PIJIP and ICTSD host dialogue on Scenarios for Global Copyright Reform and Public Interest IP Agenda
The past decade has been a turbulent one for the global intellectual property system in general and for the international copyright regime in particular. On the one hand, there is a trend pressing for greater access to knowledge that is fueled by an unprecedented growth in communication and information technologies. This is exemplified by the growth of open access initiatives, open source and collaborative models and demands for greater use of existing limitations, exceptions and flexibilities in intellectual property legislations and possibly the elaboration of new instruments in this area. On the other hand, there is a trend towards stronger enforcement of intellectual property rights beyond existing international standards with initiatives such as ACTA, three-strike measures in some industrialized countries and free trade agreements (TPP).

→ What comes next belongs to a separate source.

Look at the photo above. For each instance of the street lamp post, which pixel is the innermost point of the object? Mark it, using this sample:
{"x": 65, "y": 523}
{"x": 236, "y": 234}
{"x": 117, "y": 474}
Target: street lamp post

In this overall picture, the place of copyright enforcement in the digital environment remains hotly contested. Meanwhile, at WIPO’s copyright body – the Standing Committee on Copyright and Related Rights (SCCR) – developing countries have made proposals for new international instruments on limitations and exceptions for the visually impaired and for libraries, education and research. At the same time, there is also a growing recognition about the need for solid empirical evidence to better inform these copyright and enforcement discussions. The recently released report on Media Piracy in Emerging Economies (MPEE) seeks to precisely achieve that.
It is against this background that this dialogue on Scenarios for Global Copyright Reform and the Public Interest Intellectual Property is taking place on the margins of the WIPO SCCR which is meeting from 15th to 24th June 2011. It is organized by ICTSD, the Program on Information Justice and Intellectual Property (PIJIP) of the American University College of Law, American Assembly and the Fundação Getulio Vargas.
The first day – Saturday 18th June- will focus on recent proposals, scenarios and options for global copyright reform. It will discuss recent developments in this area – including the state of play on exceptions and limitations at WIPO SCCR – and their possible implications.
The second day – Sunday 19th June- will focus on the broader challenges facing a positive public interest intellectual property agenda and access to knowledge in the face of recent trends towards expansive intellectual property protection and stronger enforcement of intellectual property rights. Questions raised include: What are the prospects for positive reform, on both process and substance, in various forums for the making of international, regional and national intellectual property law? How can the substance of intellectual property norms be tailored to better protect and promote the public interest? What positive reform efforts are underway now and what lessons do they teach us about effective framing and the possibilities of scaling proposals vertically or horizontally between policy making forums?